Keduanya saling merenung. Bisa jadi masing-masing takut cerai. Lho koq bisa begitu, apa sih rahasianya?
Savitri mengaku kurang diperhatikan kebutuhan hidupnya. Suaminya gampang ngambek. Merasa terlalu banyak aturan yang mengekang yg bertentangan jauh dengan kebiasaanya sebelum menjadi istri. Banyak anggota keluarga dan sahabatnya mendukung agar tidak perlu menyesuaikan diri setelah menjadi istri. Runyam hatinya dikompensasi dengan mencari hiburan dengan siapa saja selain suami. Yang penting Rumah Tangga tetap ada. Apapun bentuknya. Demi anak.
Rojali mengaku sudah lelah menunggu sang istri untuk memperbaiki prilakunya . Â Yang menurutnya minus tatakrama, minus ibadah, minus komunikasi, dan cenderung mengangkangi hak suami sebagai kepala rumah tangga pencari nafkah. Terlanjur mendambakan rumah tangga ideal, Rojali berpantang keras dg gaya hidup sang istri yang bisa enjoy jika suami-istri jalan masing-masing, dalam pengertian seluas-luasnya. Berpantang keras main rahasia-rahasian antar suami-istri. Menolak rumah tangga sekedar cari status. Emoh bertahan hanya demi anak.
Keduanya saling menuntut agar penyesuaian diri adalah mengikuti prinsip dan jalan hidup salah satu pihak. Bagi Savitri tak ada masalah bentuk hubungan dan format rumah tangga sepanjang dia diberi kebebasan mengambil keputusan. Terutama bila keputusan itu menyangkut keuangan di mana dia punya uang sendiri sebelum menikah.
"Suami nggak perlu tahu, ini kan uang saya sendiri.
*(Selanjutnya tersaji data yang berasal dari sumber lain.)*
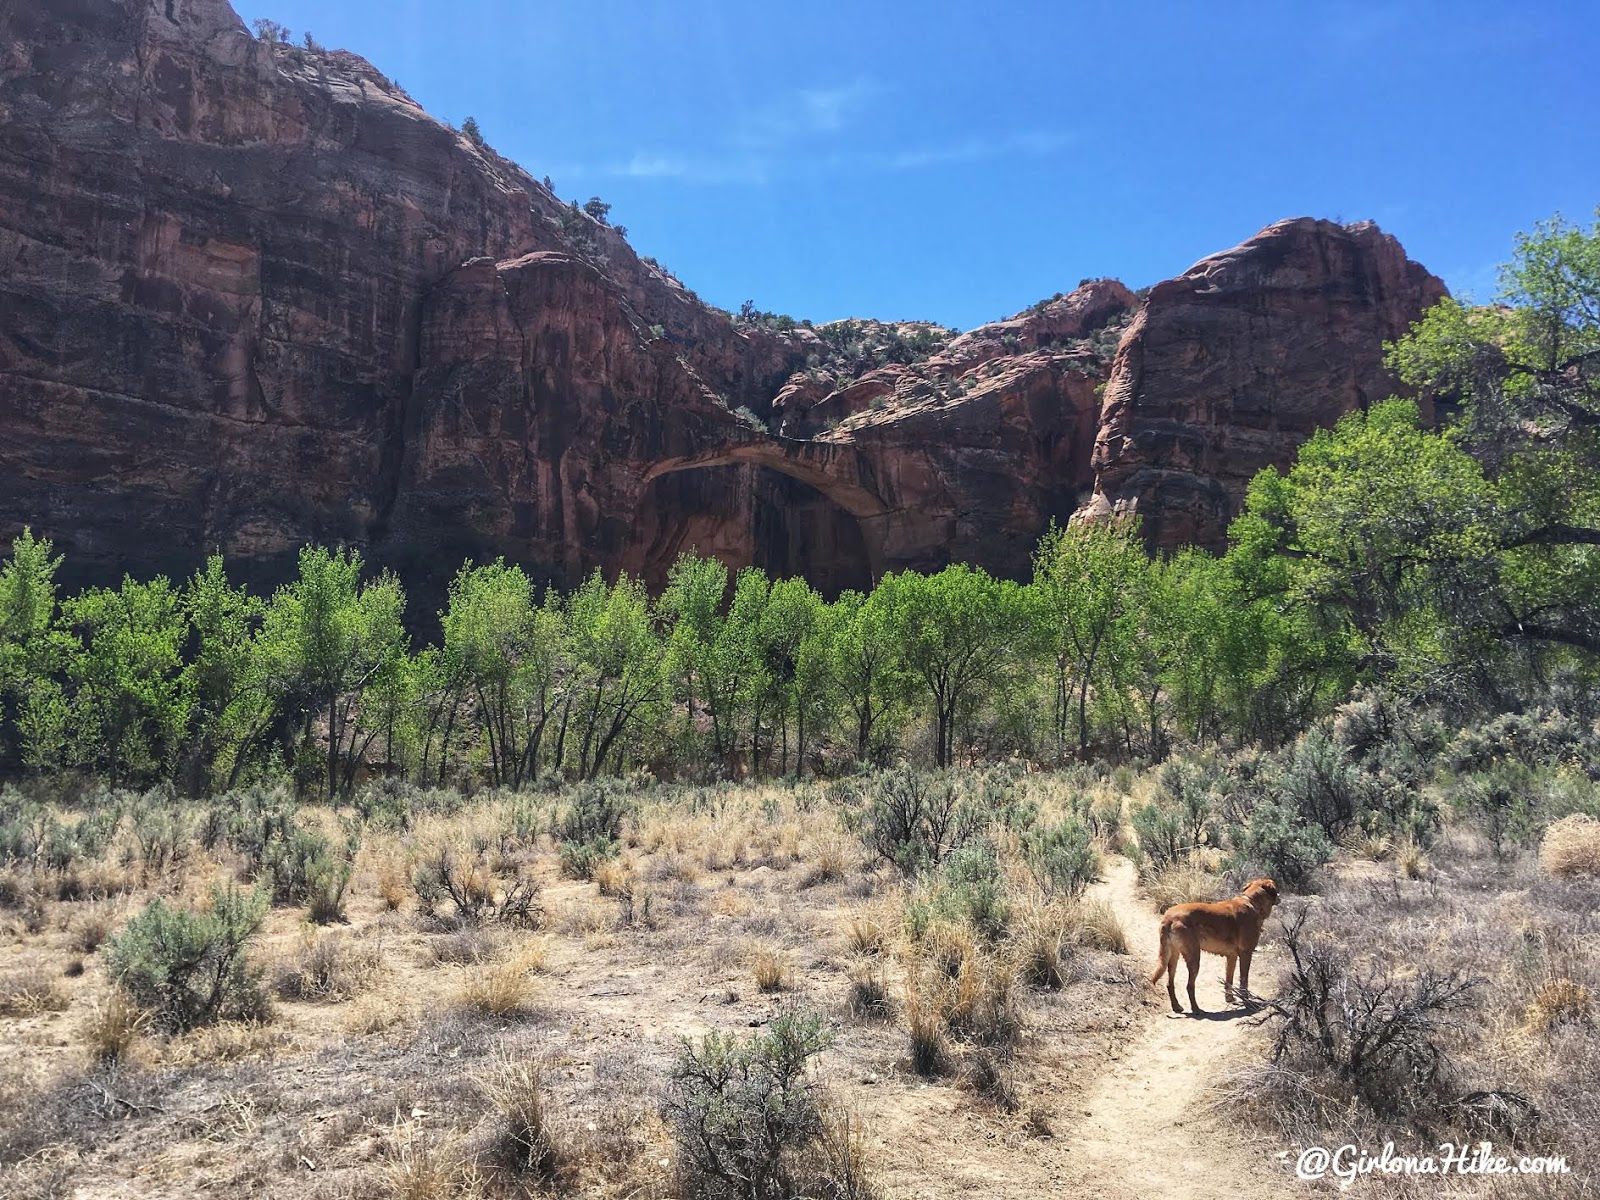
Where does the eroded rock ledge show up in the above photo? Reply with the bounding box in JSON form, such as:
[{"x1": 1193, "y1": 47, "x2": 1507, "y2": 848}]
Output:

Jumlahlahnya berapa, disimpan di mana, masuk dari mana, keluar kemana, urusan pribadi saya dong. Saya juga nggak pengin tahu uang suami," keluh Savitri suatu saat.
"Bagi saya istri juga kekasih, sahabat, sekaligus saudara. Tidak boleh ada dusta di antara suami-istri, tidak boleh maen rahasia-rahasian. Suami mengutamakan istri dalam segala hal, dan begitu juga sebaliknya," pembelaan Rojali kepada salah satu sahabat istrinya.
Di tengah kegalauan dan badai rumah tangga, mereka kadang terkenang masa-masa indah awal masa pernikahan.
Setiap pagi suami berangkat kerja selalu diantar oleh istri sampai pintu depan. Jam istirahat kantor biasanya saling tegur sapa dan canda ria lewat SMS. Atau curhat lewat telpon sekedar melepas rindu. Pulang kerja disambut senyum dan wajah sumringah istri tersayang. Selalu makan bareng semeja. Kadang saling suap-suapan. Peluk-cium jadi upacara wajib tapi asyik. Sekali-kali pergi nginep hanya berdua dengan gairah cinta yg selalu membara. Pendeknya dimana ada Rojali di situ ada Savitri. Banyak yang iri dengan kemesraan mereka berdua.
Semua kenangan indah berlalu sudah . Sebentar-sebentar cekcok, baikan lagi, cekcok lagi. Begitu terus, begitu terus. Upaya perbaikan berjalan alot, sealot daging koyor. Mungkin karena beda prinsip hidup begitu tajam.
Savitri tidak takut cerai tapi dia tidak yakin ada pria lebih baik untuk jadi suaminya yg mudah memaafkan. Dia tidak ingin jadi istri muda di usia lanjut hanya untuk jadi babby sitter bagi suami yg sudah uzur. Dia masih mencintai Rojali tapi tidak tahu bagaimana cara mengekspresikannya. Dia juga waswas kalo cerai akan mendorong Rojali buka-buka rahasia. Juga malu kalo jadi janda.
Rojali juga tidak takut cerai. Tapi dia khawatir kalo Savitri kelamaan menjanda bisa terpuruk dg macam-macam masalah. Kasihan dg nasib dirinya dan anak-anak. Dia masih mencintai Savitri tapi tidak ngotot harus bertahan kalo tidak ada perubahan yg diidam-idamkan. Dan satu hal lagi, bara cintanya kepada Savitri tidak sehebat dulu lagi akibat suatu peristiwa. Peristiwa yang meninggalkan luka sangat dalam ketika dia merasa ditikam dari belakang oleh Savitri.